It is always a rather nightmarish thing to takcle the use of the imperfect, for native speakers of languages where there is no imperfect.
In your example, two activities are happening simultaneoulsly in the past, none of them making irruption into the other: you have two solutions:
Pendant que j’étudiais, tu as regardé la télé
Pendant que j’étudiais, tu regardais la télé.
What helps here is is you say: “you WERE watching TV” (not “while I was studying, you WATCHED TV”)
The continuous “were watching” would make me translate both in the imperfect.
But, if in your sentence, you would equally say “you watched TV” Things get a little more complicated, so I add this longer explanation, in case it is of use to you.
If you wrote “while I was studying, you watched TV”, then in French both imperfect and passé composé would be an acceptable choice grammatically, BUT using two imperfect tenses would have a different use/feel, for a French person, depending whether you are talking about a REPEATED OCCURENCE in the past (imperfect then takes over, because of the repetition), or a ONE-OFF occurence in the past:
To test that, check whether your sentence could work as: “while I would be studying, you’d watch TV”.
If that doesn’t feel right because it only happened once, then move on to the next test: asking: “and then what happened?”
“It was on Monday. while I was studying, you were watching TV”. You feel the question coming: “And then what? It started to rain? the doorbell rang? I asked you to put the sound down?”
If you use both verbs in the imperfect in French, for one-off situation, than you are making both activities the “context in time” for something to happen (and that event happening will definitely be in the passé composé).

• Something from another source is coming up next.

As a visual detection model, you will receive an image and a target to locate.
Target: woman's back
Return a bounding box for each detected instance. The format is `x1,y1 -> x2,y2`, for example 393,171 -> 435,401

“I was studying last night, you were watching TV... A French will ask: AND THEN...what happened?
“The cat threw up”
“The phone rang”
“We got hungry and both decided to go for a pizza”
All of those would be in the passé composé
If nothing happened and you are just saying what you did the night before, then a French person will translate your sentence and use a passé composé for one of the two activities:
Pendant que j’étudiais hier soir, tu as regardé la télé: the context was my studying.
Pendant que tu regardais la télé hier soir, j’ai étudié. The context was your watching the TV.
One event, one context, that’s where it gets interesting: both actions lasted the same and happened at the same time, but you are saying different things: either that the past thing to report was your studying and it happened while the other was watching TV, or the past thing to report was that the other watched the TV, and that happened in the context of you studying.
I hope that helps and doesn’t make it even harder!